ASTOUNDING: 1 + 2 + 3 + 4 + 5 + ... = -1/12

so guys lesson today is if someone offers to give you 1 dollar today 2 dollars tomorrow ect ect dont take the deal since he is obviously trying to steal you

i always multiply both sides by zero. Seems to fix things up pretty well.

My IQ increased by -1/12 after watching this

Mathematics when YouTube removes the dislike button:

After having watched this video for infinite times, I realized that my knowledge had increased by a -1/12 factor every time I watched it.

A simple stack overflow bug. God will patch it in the next update.

The analytic continuation of the Riemann Zeta function does indeed map -1 to -1/12, however this does not mean that the sum of all positive integers is -1/12. The whole point of analytic continuation is to extend the function to the domain where the original function is divergent, and after doing that u CANNOT say that the original function maps the analytically continued domain to all these extended points

We were allowed to make an intuitive conclusion about 1-1+1-1…, but weren’t allowed to make a much more intuitive conclusion about 1+2+3…
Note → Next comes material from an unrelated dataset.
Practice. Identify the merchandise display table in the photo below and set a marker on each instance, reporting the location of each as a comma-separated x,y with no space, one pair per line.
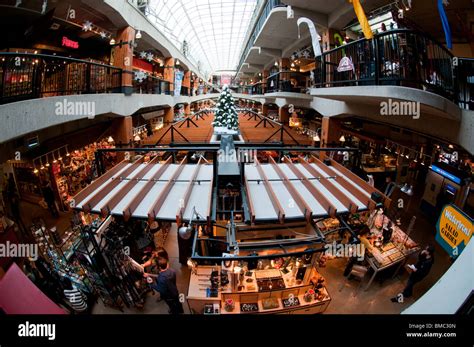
400,247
Top 10 pranks that went too far.

Me before watching this video: liar Me after watching this video: cheater

It seems like there's all kinds of tricks you can pull to get whatever result you want, once you throw rigor out the window. For example, he took the average of 1 + 1 - 1 + ... to get 1/2. You could also do this: 1 - 1 + 1 - 1 ... = (1 + 1 + 1 ...) + (-1 - 1 - 1 ...) = (1 + 1 + 1...) - (1 + 1 + 1...) = 0

I think the biggest assumption is that S1 is 1/2 which I think is the reason why we got all the natural numbers sum to -1/12

Let me prove that 1 = 0, using this premise: S1 = 1 + 2 + 3 + 4 + 5 ... = - 1/12 S1 - S1 = 1 + 2 + 3 + 4 + 5 + 6 ... - 1 - 2 - 3 - 4 - 5 ... = 1 + 1 + 1 + 1 + 1 + 1 ... Since S1 - S1 = - 1/12 - (- 1/12) = 0 It follows that 1 + 1 + 1 + 1 + 1 .... = 0 Let's name this sequence S2: S2 = 1 + 1 + 1 + 1 + 1 ... = 0 Now let's subtract it from itself: S2 - S2 = 1 + 1 + 1 + 1 + 1 ... - 1 - 1 - 1 - 1 .... = 1 Given that S2 equals 0, we can also write this as: 0 - 0 = 1 Which implies that 1 = 0.

To quote a math teacher from my uni: "It's extremely unpleasant to approximate solutions that don't exist."

Trolley Problem: A trolley is on a track headed towards one person, and after this one person is two people, and after that is 3 people, and so on. You can flip a lever to send the trolley onto an empty track. Do you flip the lever?

The limit of the sequence of partial sums of the sequence is not 1/2. It does not exist. Stick to physics.

Tony: "The answer can be either 1 or 0, so we take the average 1/2 Me: "Ok, now that's where you screwed up"

This video represents negative knowledge; if you watch it, you will know less about mathematics than when you started.

This is definitely mathematical hocus-pocus, as one of the primary postulates of mathematics is that the sum of two positive numbers is a positive number. That being true the sum of any number of positive numbers is also a positive number. That being true the sum of all positive numbers is also a positive number. I'm not sure what happened here that allows you to get this obviously incorrect answer oh, but it is obviously incorrect

Mathematician: *calculates something, result doesn't make any sense.* Mathematician: "I define this as correct."